Swiss voters have overwhelmingly voted against a proposed hourly $US25 ($A27) minimum wage which could have been the highest minimum wage the world over.

"This is a great success,'' Hans-Ulrich Bigler, director of the Swiss trade association, told SRF. "This is a clear endorsement by the people for the economy and the system to negotiate the wages between employer and employee.''

Trade unions and opposition groups argued the figure would enable a Swiss maintain a decent living in the country, already considered the highest in the world in terms of cost of living.

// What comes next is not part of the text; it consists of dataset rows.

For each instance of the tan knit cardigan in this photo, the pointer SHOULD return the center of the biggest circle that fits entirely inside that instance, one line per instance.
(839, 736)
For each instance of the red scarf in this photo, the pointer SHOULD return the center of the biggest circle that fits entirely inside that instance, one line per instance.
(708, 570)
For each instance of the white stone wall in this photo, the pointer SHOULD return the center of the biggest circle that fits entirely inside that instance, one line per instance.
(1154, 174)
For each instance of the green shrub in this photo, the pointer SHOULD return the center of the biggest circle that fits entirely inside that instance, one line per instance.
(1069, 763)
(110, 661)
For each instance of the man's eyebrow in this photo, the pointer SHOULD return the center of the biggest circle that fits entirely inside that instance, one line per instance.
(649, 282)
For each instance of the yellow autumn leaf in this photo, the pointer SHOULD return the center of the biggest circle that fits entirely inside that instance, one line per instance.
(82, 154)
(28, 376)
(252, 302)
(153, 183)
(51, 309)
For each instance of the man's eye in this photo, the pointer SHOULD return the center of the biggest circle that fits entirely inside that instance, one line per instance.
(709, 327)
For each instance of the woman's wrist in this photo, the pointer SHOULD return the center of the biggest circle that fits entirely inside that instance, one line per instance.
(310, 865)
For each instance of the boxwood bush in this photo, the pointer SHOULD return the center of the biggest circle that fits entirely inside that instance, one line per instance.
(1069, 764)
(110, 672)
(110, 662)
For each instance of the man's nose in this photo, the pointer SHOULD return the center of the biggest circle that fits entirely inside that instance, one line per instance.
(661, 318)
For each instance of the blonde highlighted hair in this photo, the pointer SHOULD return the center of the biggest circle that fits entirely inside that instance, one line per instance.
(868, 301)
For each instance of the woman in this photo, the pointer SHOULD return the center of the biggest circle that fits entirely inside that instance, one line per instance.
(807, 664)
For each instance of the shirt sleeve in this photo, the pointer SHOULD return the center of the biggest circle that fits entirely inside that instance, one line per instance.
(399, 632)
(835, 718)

Government and employers group have to thank the populace for realising the potential ill effects of such a huge hourly minimum wage. Companies would leave Switzerland to shift operations to neighbouring countries because labour is cheaper, they campaigned. Switzerland's tourism sector would likewise suffer.

"If the initiative had been accepted, without doubt that would have led to job cuts, particularly in remote and structurally weaker regions," Swiss Economy Minister Johann Schneider-Ammann said at a news conference. "The best remedy against poverty is work."

Switzerland has no minimum wage, but the median hourly wage is 33 francs ($37) per hour. Pay in the Alpine nation is set by individual employment contracts or collective bargaining agreements.

"A fixed salary has never been a good way to fight the problem," Schneider-Ammann added.

The minimum wage proposal was rejected by 76.3 per cent of Swiss voters.

According to the AP, citing data from the Organization for Economic Co-operation and Development, the highest current minimum wage are Luxembourg's at $10.66 an hour, followed by France at $10.60, Australia at $10.21, Belgium at $9.97 and The Netherlands at $9.48.